Practice BeautifulSoup by extracting an ordered list of movie titles from an HTML page.
Generate a personal movies.txt watchlist of the top 100 movies of all time.
Use an Internet Archive snapshot as a stable scraping target for a reproducible exercise.
Drop in as a day-45 milestone in a 100 day Python coding course.
No code is provided; the reader installs BeautifulSoup and requests and writes the scraper from the README brief.
This repository is a small Python exercise that asks the reader to scrape the top 100 movies of all time from a webpage and save the result to a plain text file. The output file is called movies.txt and lists the titles in ascending order, starting from one. The README gives a short example of what the first few lines should look like, with titles such as The Godfather, The Empire Strikes Back, The Dark Knight, and The Shawshank Redemption. The stated purpose of the project is to practice using BeautifulSoup, a Python library that reads the HTML of a webpage and lets you pull pieces of data out of it.
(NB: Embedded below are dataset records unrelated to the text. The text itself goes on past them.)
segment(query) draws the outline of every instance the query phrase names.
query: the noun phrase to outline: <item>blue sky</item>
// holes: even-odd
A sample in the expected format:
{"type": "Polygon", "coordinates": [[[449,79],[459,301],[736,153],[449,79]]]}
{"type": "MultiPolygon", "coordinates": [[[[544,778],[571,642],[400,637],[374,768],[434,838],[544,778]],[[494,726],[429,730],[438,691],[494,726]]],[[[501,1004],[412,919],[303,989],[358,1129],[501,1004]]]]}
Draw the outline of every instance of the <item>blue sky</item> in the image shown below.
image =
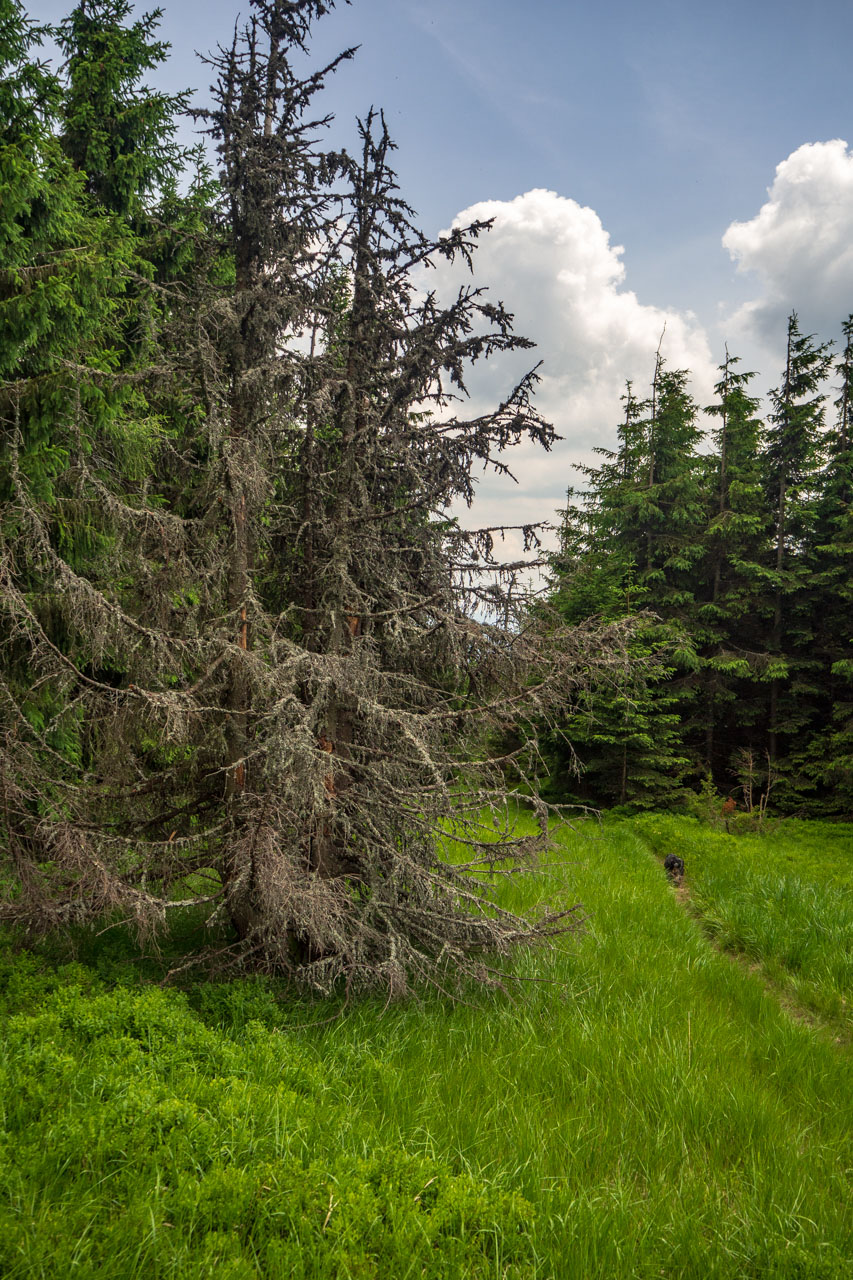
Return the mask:
{"type": "MultiPolygon", "coordinates": [[[[237,5],[164,9],[161,82],[204,100],[193,50],[228,40],[237,5]]],[[[479,278],[546,360],[543,408],[566,443],[547,463],[521,454],[512,497],[487,483],[489,516],[560,500],[570,462],[612,438],[624,379],[651,375],[663,326],[704,401],[726,340],[763,392],[792,307],[821,337],[853,311],[849,0],[355,0],[314,50],[353,44],[328,93],[337,138],[382,106],[426,230],[496,218],[479,278]]],[[[510,372],[478,379],[478,404],[510,372]]]]}

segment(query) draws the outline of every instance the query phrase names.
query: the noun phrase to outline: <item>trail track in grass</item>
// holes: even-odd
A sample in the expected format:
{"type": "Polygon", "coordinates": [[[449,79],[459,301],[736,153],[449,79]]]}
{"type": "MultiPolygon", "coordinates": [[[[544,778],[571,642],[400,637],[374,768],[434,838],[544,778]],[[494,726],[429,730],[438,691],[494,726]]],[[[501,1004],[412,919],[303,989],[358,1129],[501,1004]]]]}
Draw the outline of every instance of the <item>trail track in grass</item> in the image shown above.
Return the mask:
{"type": "Polygon", "coordinates": [[[848,1280],[849,1051],[711,946],[642,823],[501,895],[590,913],[516,957],[547,982],[332,1023],[270,980],[142,983],[113,934],[6,948],[4,1280],[848,1280]]]}
{"type": "Polygon", "coordinates": [[[631,822],[662,859],[689,849],[676,897],[725,955],[761,974],[792,1018],[853,1041],[853,828],[786,819],[766,833],[671,814],[631,822]]]}

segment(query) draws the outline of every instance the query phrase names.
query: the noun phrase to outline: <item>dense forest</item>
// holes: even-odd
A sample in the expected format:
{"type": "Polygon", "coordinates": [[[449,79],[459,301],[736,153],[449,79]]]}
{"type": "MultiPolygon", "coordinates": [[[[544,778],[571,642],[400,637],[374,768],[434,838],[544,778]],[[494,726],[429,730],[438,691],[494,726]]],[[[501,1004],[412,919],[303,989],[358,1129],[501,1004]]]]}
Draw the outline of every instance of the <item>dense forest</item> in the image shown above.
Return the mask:
{"type": "Polygon", "coordinates": [[[789,317],[767,421],[726,352],[710,440],[688,371],[658,353],[651,396],[628,387],[616,448],[569,493],[553,591],[567,621],[639,621],[634,676],[551,740],[552,790],[853,813],[853,316],[841,330],[834,348],[789,317]]]}
{"type": "Polygon", "coordinates": [[[159,13],[0,0],[3,916],[200,908],[241,963],[394,992],[573,927],[489,888],[555,803],[849,815],[853,320],[835,358],[792,317],[766,425],[726,357],[711,452],[658,357],[526,595],[539,532],[506,564],[459,512],[556,439],[535,369],[465,416],[533,343],[424,292],[488,224],[419,230],[382,114],[327,145],[329,8],[252,0],[196,106],[145,84],[159,13]]]}
{"type": "Polygon", "coordinates": [[[493,744],[621,678],[633,625],[534,616],[453,515],[555,431],[535,370],[465,416],[470,366],[532,343],[416,283],[488,228],[418,229],[380,114],[328,146],[352,51],[295,65],[329,8],[254,0],[193,152],[143,83],[156,13],[0,3],[3,914],[204,909],[227,959],[393,993],[573,927],[493,904],[549,838],[506,815],[535,741],[493,744]]]}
The README points to Empire's best movies list as the source, but also mentions that similar curated lists from Timeout or Stacker would work for the same exercise. There is no further code in the README, only the brief on what the script should do. The README includes one important note about the source link. Because live websites change layout often, the project recommends pointing the scraper at a snapshot stored on the Internet Archive. A specific archived URL from May 2020 is provided so that the page structure stays the same every time the script runs. This keeps the exercise reproducible long after the original page may have been updated or moved. The project looks like a single day of a longer learning series, judging by the repository name that includes Day 45. There is no list of dependencies, no setup script, and no test suite described in the README. A reader is expected to install BeautifulSoup and a request library on their own, fetch the archived page, find the right HTML elements that hold the movie titles, and write the ordered list to disk. The README is sparse, and that matters for anyone arriving at this repo. There is no license file mentioned, no contribution guide, and no description of the final solution. The repository works best as a starting prompt for someone practicing web scraping in Python, rather than as a finished tool to install and run.
Generated 2026-05-22 · Model: sonnet-4-6 · Verify against the repo before relying on details.